Senate Republican Leader Mitch McConnell has threatened to blow up the Senate to preserve the legislative filibuster rule, and Sen. Joe Manchin (D-W.Va.) is opposed to eliminating it.

  • McConnell writes in a Wall Street Journal op-ed today: "If Democrats kill the filibuster by 50-50 vote, they’ll release furies they can barely imagine. ... Nobody serving in this chamber can even begin to imagine what a completely scorched-earth Senate would look like."

Senate Democrats who want to eliminate the filibuster, which would allow them to pass legislation by simple majority, don't have a plan for flipping Manchin — and he may be immovable.
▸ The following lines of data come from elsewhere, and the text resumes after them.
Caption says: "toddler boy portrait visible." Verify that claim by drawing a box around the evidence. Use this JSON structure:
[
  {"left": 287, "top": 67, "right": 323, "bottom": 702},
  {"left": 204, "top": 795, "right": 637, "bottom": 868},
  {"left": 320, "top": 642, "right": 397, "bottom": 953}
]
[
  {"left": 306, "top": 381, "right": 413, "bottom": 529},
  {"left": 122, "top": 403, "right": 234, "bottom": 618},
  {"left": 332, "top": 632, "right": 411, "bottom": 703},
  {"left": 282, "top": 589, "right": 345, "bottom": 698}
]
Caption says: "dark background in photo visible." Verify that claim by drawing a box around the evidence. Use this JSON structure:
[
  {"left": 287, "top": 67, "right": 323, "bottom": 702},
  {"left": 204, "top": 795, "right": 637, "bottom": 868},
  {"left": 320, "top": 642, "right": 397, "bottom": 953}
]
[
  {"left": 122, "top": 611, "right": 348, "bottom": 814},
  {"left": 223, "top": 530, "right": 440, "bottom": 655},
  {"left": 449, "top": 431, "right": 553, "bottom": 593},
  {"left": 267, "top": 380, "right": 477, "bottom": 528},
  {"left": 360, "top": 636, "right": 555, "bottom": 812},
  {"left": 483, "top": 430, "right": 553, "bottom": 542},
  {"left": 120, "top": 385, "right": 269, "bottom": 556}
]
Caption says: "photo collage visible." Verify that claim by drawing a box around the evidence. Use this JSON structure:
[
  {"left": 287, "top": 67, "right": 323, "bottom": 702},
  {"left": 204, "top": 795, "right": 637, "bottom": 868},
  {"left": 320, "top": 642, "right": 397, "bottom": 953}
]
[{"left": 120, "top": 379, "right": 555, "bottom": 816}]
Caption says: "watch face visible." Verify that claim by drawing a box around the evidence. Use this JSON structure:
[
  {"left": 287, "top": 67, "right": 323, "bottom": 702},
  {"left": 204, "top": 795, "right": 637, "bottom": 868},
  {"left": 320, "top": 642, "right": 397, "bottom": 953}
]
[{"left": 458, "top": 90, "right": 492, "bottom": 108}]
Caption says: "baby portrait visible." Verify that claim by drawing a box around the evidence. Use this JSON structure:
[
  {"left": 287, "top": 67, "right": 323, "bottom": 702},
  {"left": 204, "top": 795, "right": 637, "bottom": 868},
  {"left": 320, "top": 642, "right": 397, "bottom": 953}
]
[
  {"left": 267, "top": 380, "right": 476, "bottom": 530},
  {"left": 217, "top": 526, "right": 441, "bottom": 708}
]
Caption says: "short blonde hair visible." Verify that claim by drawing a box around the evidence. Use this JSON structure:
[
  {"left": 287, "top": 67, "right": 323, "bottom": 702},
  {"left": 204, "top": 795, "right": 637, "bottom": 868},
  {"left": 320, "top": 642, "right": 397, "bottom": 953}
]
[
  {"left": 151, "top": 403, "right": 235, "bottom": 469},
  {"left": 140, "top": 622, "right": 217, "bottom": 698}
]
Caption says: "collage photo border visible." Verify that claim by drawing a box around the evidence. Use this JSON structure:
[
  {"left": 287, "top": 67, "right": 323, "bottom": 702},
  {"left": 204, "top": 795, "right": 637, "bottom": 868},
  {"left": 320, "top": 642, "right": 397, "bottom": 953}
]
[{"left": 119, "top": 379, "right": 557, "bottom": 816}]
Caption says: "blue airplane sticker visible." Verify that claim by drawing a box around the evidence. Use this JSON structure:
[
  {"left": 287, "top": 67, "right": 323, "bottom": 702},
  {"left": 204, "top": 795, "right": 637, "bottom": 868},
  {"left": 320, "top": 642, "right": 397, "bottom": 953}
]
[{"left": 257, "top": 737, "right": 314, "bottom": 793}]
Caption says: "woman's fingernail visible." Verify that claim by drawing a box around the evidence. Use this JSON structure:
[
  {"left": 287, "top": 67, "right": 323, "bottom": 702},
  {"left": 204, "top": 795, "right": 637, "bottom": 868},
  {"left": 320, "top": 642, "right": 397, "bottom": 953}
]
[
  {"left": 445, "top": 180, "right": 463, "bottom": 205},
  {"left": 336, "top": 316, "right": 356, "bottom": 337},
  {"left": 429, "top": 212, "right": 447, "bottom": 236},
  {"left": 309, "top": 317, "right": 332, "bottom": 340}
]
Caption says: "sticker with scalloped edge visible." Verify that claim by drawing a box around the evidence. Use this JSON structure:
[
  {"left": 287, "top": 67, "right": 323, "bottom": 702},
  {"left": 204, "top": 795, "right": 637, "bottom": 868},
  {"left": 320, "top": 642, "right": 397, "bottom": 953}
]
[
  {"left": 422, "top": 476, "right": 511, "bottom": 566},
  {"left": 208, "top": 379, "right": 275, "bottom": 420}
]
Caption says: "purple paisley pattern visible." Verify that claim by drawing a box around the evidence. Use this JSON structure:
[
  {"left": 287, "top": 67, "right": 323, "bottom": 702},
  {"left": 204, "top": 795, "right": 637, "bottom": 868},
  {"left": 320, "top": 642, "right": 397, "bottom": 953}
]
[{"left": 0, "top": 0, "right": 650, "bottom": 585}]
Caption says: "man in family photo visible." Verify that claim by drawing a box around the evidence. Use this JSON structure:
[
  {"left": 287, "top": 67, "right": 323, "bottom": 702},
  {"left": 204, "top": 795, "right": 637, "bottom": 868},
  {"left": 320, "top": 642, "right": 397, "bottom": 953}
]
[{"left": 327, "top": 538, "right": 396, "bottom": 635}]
  • Manchin, who represents a very red and Trumpy state, has said repeatedly and emphatically that he won’t get rid of the filibuster — that he respects the rights of the minority.

Axios conversations with lawmakers over the past few days have picked up an emerging theme — moral pressure.

  • Some Democrats believe that by making this about Manchin’s legacy — Does he want to stand in the way of major voting-rights legislation? — they can overcome his entrenched opposition.
  • Manchin would be more powerful if Democrats got rid of the filibuster. You'd need 50 votes — he would get to decide everything. With 60, the current threshold for most legislation, he's less powerful.

To partially pay for Biden's coming infrastructure package, he'll need to jack up taxes on corporations and the wealthy — with some of Washington's most powerful forces opposed.

  • Look for Biden/Democrats to focus on raising the corporate tax rate to 28% and the highest tax bracket back to 39.6%, aides tell us.

The Business Roundtable "will be actively opposing efforts to raise corporate taxes," president and CEO Josh Bolten told reporters last week.

  • Caroline Harris, vice president of tax policy at the U.S. Chamber of Commerce, told Hans Nichols in Axios Sneak Peek: "Everyone loves infrastructure until you have to figure out how to pay for it."